I also solicit physicians from the area of this hospital to contact me regarding any patient harms that did occur as a result of this debacle, via my email address located here:
https://www.blogger.com/profile/03994321680366572701. I will forward any reports through appropriate legal channels to attorneys who can take action, which in 2014 is probably the only language this industry will actually listen to.
-- SS
May 27, 2014 Addendum 2:
The reader comments at
http://onlineathens.com/health/2014-05-22/athens-regional-addressing-new-computer-system-problems-encountered-doctors are interesting, and distressing.
-- SS
May 29, 2014 Addendum:
More here:
http://flagpole.com/news/in-the-loop/james-thaw-out-as-armc-ceo
If I were that's hospital's new leadership, I'd immediately go back to whatever system (whether paper or not) was in place before this implementation, and
take the time to implement new health IT properly, safely and carefully.
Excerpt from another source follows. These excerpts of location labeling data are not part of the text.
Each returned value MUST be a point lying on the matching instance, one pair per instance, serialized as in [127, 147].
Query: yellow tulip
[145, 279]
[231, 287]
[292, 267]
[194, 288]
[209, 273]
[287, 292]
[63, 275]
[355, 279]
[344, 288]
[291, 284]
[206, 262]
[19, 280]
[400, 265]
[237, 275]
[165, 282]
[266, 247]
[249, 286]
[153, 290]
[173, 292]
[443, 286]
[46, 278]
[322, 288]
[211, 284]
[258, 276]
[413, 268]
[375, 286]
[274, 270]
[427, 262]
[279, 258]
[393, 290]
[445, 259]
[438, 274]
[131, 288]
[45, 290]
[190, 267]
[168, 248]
For at this point, if patient injury or death occurs as a result of a system flaw (whether in design or implementation), I believe charges of criminal negligence against the organization and its leaders would be justified.
The following is an example of one state's statute defining criminal negligence:
''A person acts with 'criminal negligence' with respect to a result or to a circumstance described by a statute defining an offense when he fails to perceive a substantial and unjustifiable risk that such result will occur or that such circumstance exists. The risk must be of such nature and degree that the failure to perceive it constitutes a gross deviation from the standard of care that a reasonable person would observe in the situation.''
I believe other states' statutes are similar.
-- SS
June 13, 2013 Addendum:
My post on Athens Regional Medical Center's physician revolt was accessed today by someone at Cerner; note the referring link:
http://cerner.vertabase.com/project/document/index.cfm?&0.12455576848
Vertabase (
http://www.vertabase.com/) makes project management software.
Cerner.vertabase.com/project/document is some sort of password-protected document resource.
I find that interesting - perhaps it's for internal communications and they are learning something from me.